If we are truly a Spirit-filled people, the answers are so easy:
NO PERSON needs an iPhone.
NO PERSON who loves his neighbor could blow him up.
NO PERSON could ignore those in need if they looked beyond their own need.
Perhaps the truly awesome gift to us from the inspired authors of the Bible are words, thoughts and ways of being that we can call our own. With the help of the Holy Spirit, each of us has the God given potential to be thankful… despite the hardships.
Biblical scholar and commentator Raymond E. Brown points out that St. Paul’s (or the author’s) thrust in the Letters to the Ephesians is “an example of ‘Early Catholicism’ [..] the initial stages of high ecclesiology, sacramentalism, hieracrchy, ordination, and dogma–in short the beginning of the distinctive features of Catholic Christianity.” [Introduction to the New Testament, p. 625] That may well be the case, but for now, these verses from Ephesians–on their own–speak a world to me.
Instead of pondering the meaning of scripture in a scholarly environment of debate, I’ll be making these words my words, letting the Holy Spirit guide me and “giving thanks always and for everything in the name of our Lord Jesus Christ to God the Father.”
————————
Feast of the Conversion of St. Paul, Apostle
Acts 22:3-16
25 January 2007
“Saul, Saul, why are you persecuting me?”
If you were to look back on your life, could you pinpoint a single event that completely changed your future? For many of us, a life event–a birth or unexpected death–may have changed the course of our lives. And yet, these were NATURAL events. They occurred in the normal course of daily life. We’ve all encountered a life-changing moment, or even several events that helped to shape our direction.
However, today we commemorate a SUPERNATURAL event that changed the life of the Church’s most influential apostle, St. Paul. Paul’s entire life can be explained in terms of one experience—his meeting with Jesus on the road to Damascus. Even though he had never seen Jesus, St. Paul had acquired a zealot’s hatred of all Jesus stood for, as he began to harass the Church: “…entering house after house and dragging out men and women, he handed them over for imprisonment” (Acts 8:3b).

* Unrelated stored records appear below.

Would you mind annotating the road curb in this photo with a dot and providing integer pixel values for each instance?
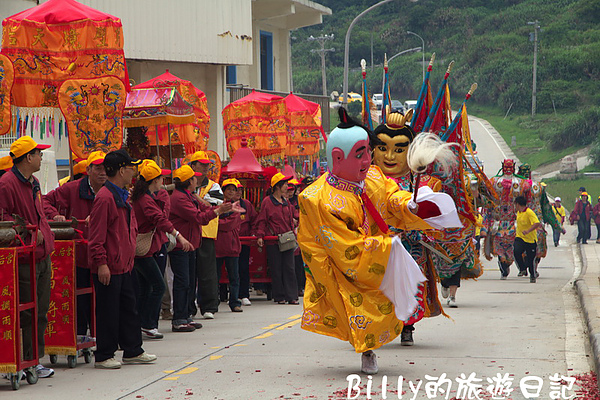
(590, 313)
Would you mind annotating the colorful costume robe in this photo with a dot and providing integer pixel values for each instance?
(346, 256)
(499, 221)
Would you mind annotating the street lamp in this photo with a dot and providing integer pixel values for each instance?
(347, 45)
(422, 47)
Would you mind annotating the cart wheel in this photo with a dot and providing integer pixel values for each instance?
(31, 375)
(15, 380)
(87, 356)
(72, 361)
(269, 292)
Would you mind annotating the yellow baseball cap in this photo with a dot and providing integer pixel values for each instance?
(232, 181)
(80, 167)
(184, 173)
(24, 145)
(6, 163)
(96, 157)
(201, 157)
(278, 177)
(149, 169)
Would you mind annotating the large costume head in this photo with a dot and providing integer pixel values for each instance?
(508, 167)
(390, 142)
(348, 153)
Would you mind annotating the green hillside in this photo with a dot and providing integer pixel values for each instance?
(489, 40)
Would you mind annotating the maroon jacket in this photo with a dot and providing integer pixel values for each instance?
(274, 217)
(150, 216)
(73, 199)
(24, 198)
(578, 210)
(228, 238)
(112, 232)
(188, 215)
(248, 218)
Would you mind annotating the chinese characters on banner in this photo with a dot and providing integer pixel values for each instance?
(61, 329)
(8, 310)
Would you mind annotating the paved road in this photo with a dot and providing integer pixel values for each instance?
(500, 327)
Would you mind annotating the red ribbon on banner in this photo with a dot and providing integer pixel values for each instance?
(61, 334)
(8, 310)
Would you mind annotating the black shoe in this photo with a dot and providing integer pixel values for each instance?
(406, 338)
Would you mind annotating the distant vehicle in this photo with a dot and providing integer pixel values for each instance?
(397, 106)
(410, 104)
(378, 100)
(351, 97)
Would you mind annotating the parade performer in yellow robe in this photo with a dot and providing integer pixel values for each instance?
(361, 282)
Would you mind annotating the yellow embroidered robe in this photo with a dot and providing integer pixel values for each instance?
(347, 257)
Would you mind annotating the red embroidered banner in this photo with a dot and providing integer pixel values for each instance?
(60, 333)
(8, 310)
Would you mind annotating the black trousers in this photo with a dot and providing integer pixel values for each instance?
(283, 273)
(527, 263)
(117, 321)
(206, 274)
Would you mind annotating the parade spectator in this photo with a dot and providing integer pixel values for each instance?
(209, 193)
(293, 192)
(151, 217)
(74, 199)
(559, 213)
(276, 217)
(582, 213)
(525, 242)
(112, 241)
(246, 229)
(228, 246)
(596, 214)
(20, 194)
(188, 214)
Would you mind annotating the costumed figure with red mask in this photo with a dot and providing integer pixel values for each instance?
(390, 142)
(499, 220)
(361, 282)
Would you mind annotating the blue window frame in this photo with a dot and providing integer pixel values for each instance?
(266, 60)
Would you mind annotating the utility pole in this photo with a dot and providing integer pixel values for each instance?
(536, 28)
(322, 39)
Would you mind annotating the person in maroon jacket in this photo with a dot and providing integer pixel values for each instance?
(188, 214)
(276, 217)
(228, 245)
(151, 218)
(74, 199)
(20, 194)
(111, 250)
(246, 229)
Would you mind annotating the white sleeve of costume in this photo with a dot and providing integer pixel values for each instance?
(448, 217)
(401, 280)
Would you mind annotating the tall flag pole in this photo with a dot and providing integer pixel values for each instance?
(366, 104)
(424, 101)
(439, 117)
(386, 90)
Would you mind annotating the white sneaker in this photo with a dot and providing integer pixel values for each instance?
(208, 315)
(452, 302)
(369, 363)
(44, 372)
(445, 292)
(110, 363)
(143, 358)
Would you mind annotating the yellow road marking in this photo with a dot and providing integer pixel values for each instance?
(187, 370)
(289, 324)
(264, 335)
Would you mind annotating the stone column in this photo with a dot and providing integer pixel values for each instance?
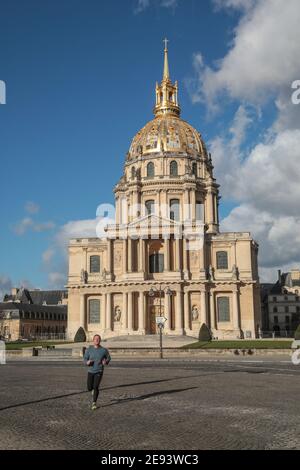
(117, 210)
(85, 266)
(203, 310)
(130, 312)
(167, 254)
(178, 257)
(235, 309)
(129, 255)
(141, 313)
(210, 209)
(109, 253)
(103, 305)
(178, 314)
(167, 313)
(187, 213)
(212, 311)
(124, 256)
(185, 255)
(108, 312)
(141, 255)
(82, 311)
(193, 204)
(124, 311)
(187, 314)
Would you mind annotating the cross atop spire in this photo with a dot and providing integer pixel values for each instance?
(166, 93)
(166, 75)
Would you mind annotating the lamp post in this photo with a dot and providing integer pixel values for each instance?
(160, 291)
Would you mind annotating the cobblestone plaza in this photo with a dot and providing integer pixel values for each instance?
(152, 405)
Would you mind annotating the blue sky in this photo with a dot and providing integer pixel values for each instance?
(80, 79)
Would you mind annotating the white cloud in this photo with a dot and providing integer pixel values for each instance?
(263, 57)
(27, 223)
(5, 286)
(144, 4)
(261, 63)
(31, 207)
(55, 258)
(48, 255)
(57, 280)
(234, 4)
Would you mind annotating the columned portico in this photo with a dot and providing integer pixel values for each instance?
(166, 205)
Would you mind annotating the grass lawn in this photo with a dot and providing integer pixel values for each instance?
(241, 344)
(32, 344)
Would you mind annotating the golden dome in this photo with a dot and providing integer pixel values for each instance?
(167, 133)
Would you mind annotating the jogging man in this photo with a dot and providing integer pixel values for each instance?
(95, 357)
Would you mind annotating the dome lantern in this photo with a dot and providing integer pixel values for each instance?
(167, 92)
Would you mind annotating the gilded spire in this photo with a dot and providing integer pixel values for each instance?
(166, 75)
(167, 92)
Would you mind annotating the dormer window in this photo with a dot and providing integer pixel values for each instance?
(95, 264)
(150, 170)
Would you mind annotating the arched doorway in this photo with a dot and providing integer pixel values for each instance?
(276, 329)
(155, 309)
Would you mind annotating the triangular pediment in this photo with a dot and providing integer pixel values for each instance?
(153, 220)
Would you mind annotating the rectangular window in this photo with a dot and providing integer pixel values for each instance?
(156, 263)
(95, 264)
(223, 306)
(94, 311)
(175, 210)
(222, 260)
(199, 211)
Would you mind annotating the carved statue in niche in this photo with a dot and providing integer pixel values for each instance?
(140, 150)
(188, 169)
(83, 276)
(117, 258)
(211, 273)
(118, 313)
(195, 313)
(235, 272)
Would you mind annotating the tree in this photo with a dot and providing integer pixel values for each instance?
(80, 336)
(297, 333)
(204, 333)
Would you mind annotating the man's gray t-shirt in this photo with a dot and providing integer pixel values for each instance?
(96, 355)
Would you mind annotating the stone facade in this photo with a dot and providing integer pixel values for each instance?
(165, 255)
(33, 315)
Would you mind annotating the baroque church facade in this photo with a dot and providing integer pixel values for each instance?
(164, 255)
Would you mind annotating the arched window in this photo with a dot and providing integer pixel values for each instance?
(223, 309)
(156, 263)
(175, 210)
(222, 260)
(173, 168)
(150, 170)
(149, 207)
(95, 264)
(199, 211)
(94, 311)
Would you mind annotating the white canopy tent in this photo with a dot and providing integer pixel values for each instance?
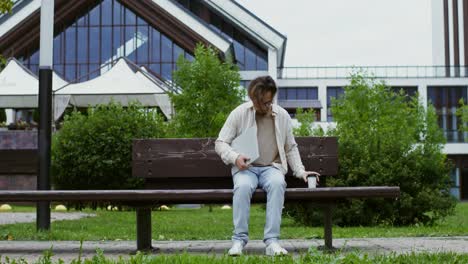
(120, 84)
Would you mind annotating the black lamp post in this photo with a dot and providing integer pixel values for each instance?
(45, 109)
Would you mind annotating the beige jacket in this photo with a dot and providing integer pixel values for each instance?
(242, 118)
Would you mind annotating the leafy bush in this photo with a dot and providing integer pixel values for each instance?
(384, 139)
(462, 113)
(93, 151)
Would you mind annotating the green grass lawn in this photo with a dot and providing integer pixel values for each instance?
(199, 224)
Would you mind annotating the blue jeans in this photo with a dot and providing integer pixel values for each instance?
(272, 181)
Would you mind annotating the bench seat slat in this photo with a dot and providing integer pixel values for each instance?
(202, 196)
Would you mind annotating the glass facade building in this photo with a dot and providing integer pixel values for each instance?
(89, 46)
(445, 100)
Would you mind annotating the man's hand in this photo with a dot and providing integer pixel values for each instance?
(311, 173)
(241, 162)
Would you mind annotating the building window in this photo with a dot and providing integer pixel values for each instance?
(455, 178)
(446, 102)
(105, 33)
(332, 92)
(298, 93)
(249, 55)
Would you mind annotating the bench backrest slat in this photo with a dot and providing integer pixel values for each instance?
(194, 164)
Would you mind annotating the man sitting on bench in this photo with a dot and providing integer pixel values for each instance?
(276, 147)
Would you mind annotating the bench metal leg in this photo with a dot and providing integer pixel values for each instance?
(143, 215)
(328, 226)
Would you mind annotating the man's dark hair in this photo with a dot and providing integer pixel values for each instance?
(260, 86)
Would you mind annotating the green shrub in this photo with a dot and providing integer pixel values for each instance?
(385, 139)
(210, 91)
(93, 151)
(2, 115)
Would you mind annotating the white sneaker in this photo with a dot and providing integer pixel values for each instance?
(274, 249)
(236, 249)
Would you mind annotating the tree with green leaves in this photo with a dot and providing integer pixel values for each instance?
(384, 139)
(209, 92)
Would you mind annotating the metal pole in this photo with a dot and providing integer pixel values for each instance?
(45, 109)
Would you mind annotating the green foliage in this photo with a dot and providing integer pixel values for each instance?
(306, 127)
(2, 115)
(387, 140)
(462, 113)
(202, 224)
(210, 91)
(94, 151)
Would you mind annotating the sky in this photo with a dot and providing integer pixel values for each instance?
(350, 32)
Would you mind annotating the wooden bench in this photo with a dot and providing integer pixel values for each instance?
(189, 171)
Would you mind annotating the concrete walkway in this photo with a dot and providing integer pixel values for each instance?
(68, 250)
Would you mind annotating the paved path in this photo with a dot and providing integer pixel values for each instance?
(68, 250)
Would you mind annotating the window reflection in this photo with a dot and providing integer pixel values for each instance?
(445, 101)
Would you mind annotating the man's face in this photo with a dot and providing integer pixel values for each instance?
(263, 105)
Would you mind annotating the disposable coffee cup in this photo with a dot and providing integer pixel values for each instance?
(312, 181)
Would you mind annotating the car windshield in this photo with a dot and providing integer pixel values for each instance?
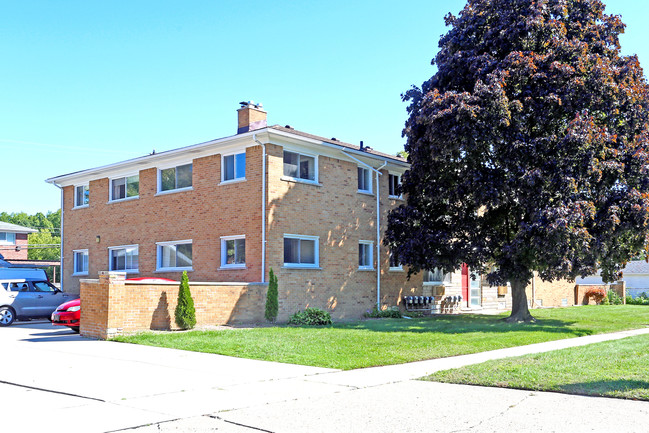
(43, 286)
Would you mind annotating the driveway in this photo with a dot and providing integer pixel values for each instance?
(52, 378)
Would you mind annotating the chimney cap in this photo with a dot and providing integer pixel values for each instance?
(251, 104)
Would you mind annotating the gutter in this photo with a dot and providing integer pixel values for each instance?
(263, 209)
(378, 238)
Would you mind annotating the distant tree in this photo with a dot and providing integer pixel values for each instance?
(528, 148)
(272, 302)
(185, 313)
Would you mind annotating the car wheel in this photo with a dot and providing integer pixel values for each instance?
(7, 316)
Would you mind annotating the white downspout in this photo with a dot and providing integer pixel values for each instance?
(61, 244)
(263, 209)
(378, 238)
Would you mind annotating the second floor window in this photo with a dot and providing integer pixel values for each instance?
(394, 182)
(7, 238)
(81, 262)
(234, 166)
(124, 258)
(299, 166)
(364, 180)
(81, 195)
(176, 177)
(125, 187)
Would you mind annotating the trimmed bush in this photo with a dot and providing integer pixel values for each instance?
(185, 311)
(272, 302)
(391, 312)
(596, 295)
(311, 317)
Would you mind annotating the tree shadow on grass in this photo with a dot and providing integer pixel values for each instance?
(620, 388)
(463, 324)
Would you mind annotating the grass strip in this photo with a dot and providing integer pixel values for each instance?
(611, 369)
(394, 341)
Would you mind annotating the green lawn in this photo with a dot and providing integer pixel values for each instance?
(612, 369)
(393, 341)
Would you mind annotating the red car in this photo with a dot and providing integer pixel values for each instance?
(68, 314)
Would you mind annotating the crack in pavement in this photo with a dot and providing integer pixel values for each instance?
(511, 406)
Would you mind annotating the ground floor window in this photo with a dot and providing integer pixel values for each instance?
(175, 255)
(233, 251)
(301, 251)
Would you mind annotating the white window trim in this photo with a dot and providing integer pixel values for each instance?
(110, 188)
(236, 179)
(81, 206)
(316, 174)
(74, 264)
(158, 260)
(225, 265)
(175, 190)
(396, 197)
(316, 248)
(5, 242)
(121, 247)
(369, 176)
(369, 267)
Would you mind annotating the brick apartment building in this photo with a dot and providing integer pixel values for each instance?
(227, 210)
(13, 241)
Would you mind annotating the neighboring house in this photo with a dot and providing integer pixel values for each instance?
(635, 276)
(227, 210)
(13, 241)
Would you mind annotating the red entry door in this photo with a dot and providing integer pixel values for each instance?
(465, 284)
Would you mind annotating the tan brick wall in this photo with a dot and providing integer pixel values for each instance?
(203, 214)
(9, 251)
(113, 307)
(559, 293)
(340, 216)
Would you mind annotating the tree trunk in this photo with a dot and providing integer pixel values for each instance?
(520, 310)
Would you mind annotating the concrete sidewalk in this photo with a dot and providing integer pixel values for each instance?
(105, 386)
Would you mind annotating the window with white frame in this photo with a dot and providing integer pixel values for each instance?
(233, 167)
(80, 262)
(7, 238)
(364, 180)
(395, 265)
(179, 177)
(436, 276)
(365, 255)
(123, 258)
(299, 166)
(81, 195)
(125, 187)
(174, 255)
(394, 180)
(233, 251)
(301, 251)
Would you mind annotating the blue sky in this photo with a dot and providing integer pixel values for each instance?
(87, 83)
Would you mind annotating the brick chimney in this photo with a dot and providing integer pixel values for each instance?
(251, 117)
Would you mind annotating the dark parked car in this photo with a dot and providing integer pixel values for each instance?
(23, 299)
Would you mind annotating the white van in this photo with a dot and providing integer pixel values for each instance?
(29, 274)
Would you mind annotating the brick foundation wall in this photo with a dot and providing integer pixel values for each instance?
(111, 306)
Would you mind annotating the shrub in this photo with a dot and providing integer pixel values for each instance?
(642, 299)
(596, 295)
(375, 313)
(614, 298)
(272, 303)
(185, 312)
(310, 317)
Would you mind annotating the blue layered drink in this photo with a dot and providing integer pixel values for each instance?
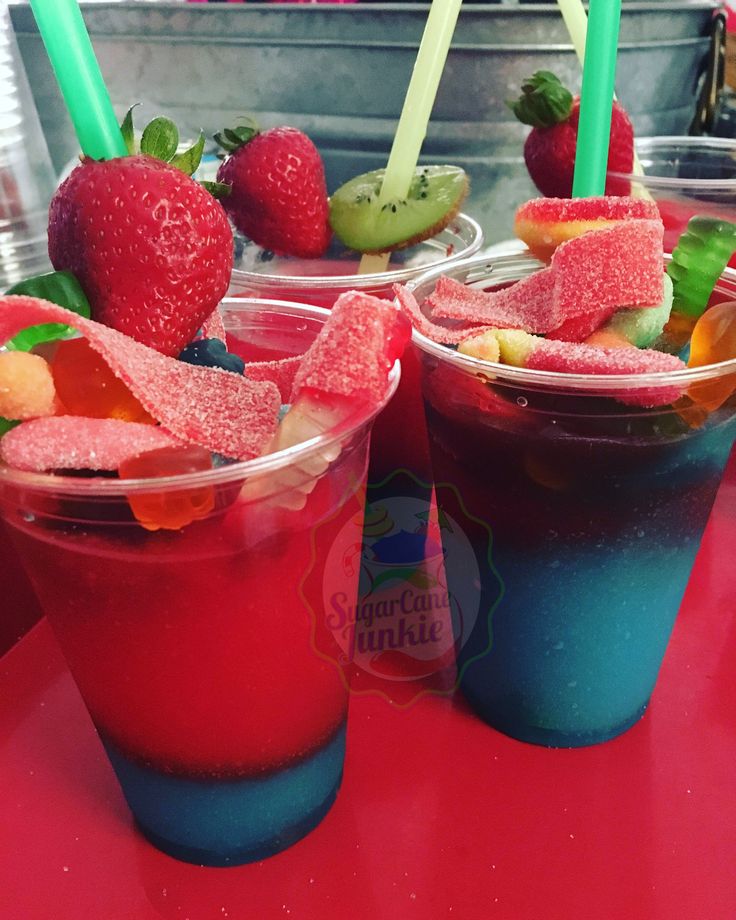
(595, 510)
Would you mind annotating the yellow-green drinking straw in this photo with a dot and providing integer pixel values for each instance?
(73, 59)
(412, 127)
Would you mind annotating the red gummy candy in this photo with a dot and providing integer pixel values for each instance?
(66, 442)
(86, 385)
(355, 349)
(175, 508)
(221, 411)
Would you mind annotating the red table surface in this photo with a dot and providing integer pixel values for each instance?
(439, 816)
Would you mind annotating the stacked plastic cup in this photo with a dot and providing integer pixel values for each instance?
(27, 179)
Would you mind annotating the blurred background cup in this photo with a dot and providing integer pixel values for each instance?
(686, 176)
(27, 179)
(27, 182)
(259, 273)
(585, 515)
(203, 654)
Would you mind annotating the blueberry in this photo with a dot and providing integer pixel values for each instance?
(212, 353)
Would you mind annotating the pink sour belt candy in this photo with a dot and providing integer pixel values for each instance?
(216, 409)
(75, 443)
(354, 350)
(214, 327)
(508, 308)
(346, 365)
(520, 349)
(590, 277)
(407, 302)
(544, 223)
(281, 373)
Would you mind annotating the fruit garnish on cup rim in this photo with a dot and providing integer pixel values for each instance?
(151, 248)
(278, 193)
(365, 224)
(602, 306)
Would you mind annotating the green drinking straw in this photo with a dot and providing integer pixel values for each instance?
(412, 127)
(78, 74)
(596, 98)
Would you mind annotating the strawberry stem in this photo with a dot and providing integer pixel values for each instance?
(232, 139)
(544, 101)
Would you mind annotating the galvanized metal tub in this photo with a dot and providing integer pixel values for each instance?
(340, 73)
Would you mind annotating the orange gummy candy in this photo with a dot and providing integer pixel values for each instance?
(175, 508)
(87, 387)
(713, 340)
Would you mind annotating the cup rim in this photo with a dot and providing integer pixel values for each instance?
(370, 279)
(598, 383)
(240, 469)
(652, 144)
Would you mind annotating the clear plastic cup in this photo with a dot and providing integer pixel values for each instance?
(202, 653)
(320, 282)
(585, 516)
(260, 273)
(27, 179)
(686, 176)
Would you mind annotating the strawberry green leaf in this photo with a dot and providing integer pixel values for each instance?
(544, 101)
(6, 424)
(188, 162)
(233, 138)
(126, 129)
(160, 139)
(217, 189)
(61, 288)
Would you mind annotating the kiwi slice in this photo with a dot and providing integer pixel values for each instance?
(361, 223)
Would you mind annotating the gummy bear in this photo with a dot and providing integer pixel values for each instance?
(86, 386)
(698, 260)
(713, 340)
(175, 508)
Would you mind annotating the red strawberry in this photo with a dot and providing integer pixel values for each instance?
(549, 150)
(152, 250)
(279, 195)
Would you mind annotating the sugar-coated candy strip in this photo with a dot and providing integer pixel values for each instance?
(69, 442)
(544, 223)
(521, 349)
(346, 366)
(617, 266)
(214, 327)
(578, 328)
(591, 277)
(281, 373)
(355, 349)
(527, 304)
(407, 303)
(641, 327)
(698, 260)
(224, 412)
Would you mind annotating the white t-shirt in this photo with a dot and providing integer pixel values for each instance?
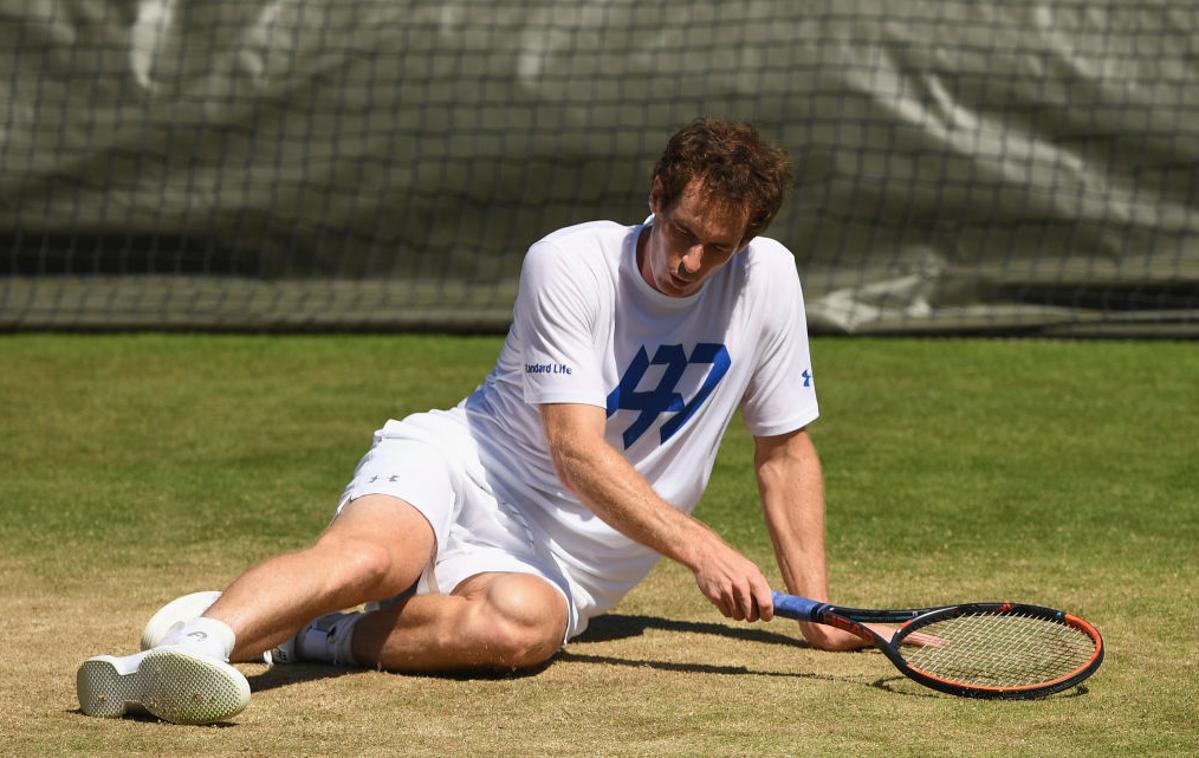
(670, 372)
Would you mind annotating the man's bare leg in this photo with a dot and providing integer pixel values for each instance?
(375, 548)
(490, 620)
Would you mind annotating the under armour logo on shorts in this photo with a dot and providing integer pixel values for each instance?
(663, 397)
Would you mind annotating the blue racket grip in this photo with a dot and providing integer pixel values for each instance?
(795, 607)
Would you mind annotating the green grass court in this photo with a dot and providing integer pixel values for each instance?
(137, 468)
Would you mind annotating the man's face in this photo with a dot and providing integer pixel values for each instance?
(688, 241)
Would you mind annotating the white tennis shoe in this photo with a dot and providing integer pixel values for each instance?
(188, 607)
(172, 681)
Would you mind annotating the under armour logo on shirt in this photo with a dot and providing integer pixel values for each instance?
(663, 397)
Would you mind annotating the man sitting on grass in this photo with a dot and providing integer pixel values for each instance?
(486, 535)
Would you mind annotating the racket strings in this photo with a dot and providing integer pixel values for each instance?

Just the one sentence that Jesus spoke to Paul determined his theology: “I am Jesus the Nazorean whom you are persecuting”. Jesus was identified with the loving group of people Saul had been running down like criminals. Jesus, he saw, was the mysterious fulfillment of all he had been blindly pursuing.
And in realizing that fulfillment, Saul, now converted to Paul, executed Jesus’ commands–instead of executing his believers: “Go into the whole world and proclaim the Gospel to every creature. Whoever believes and is baptized will be saved;” Because of Paul’s fervor and zeal for the Gospel, the “Good Word” of salvation, we are praying as Christians today.
One fully committed believer… one completely dedicated missionary… one person confidently in love with Jesus.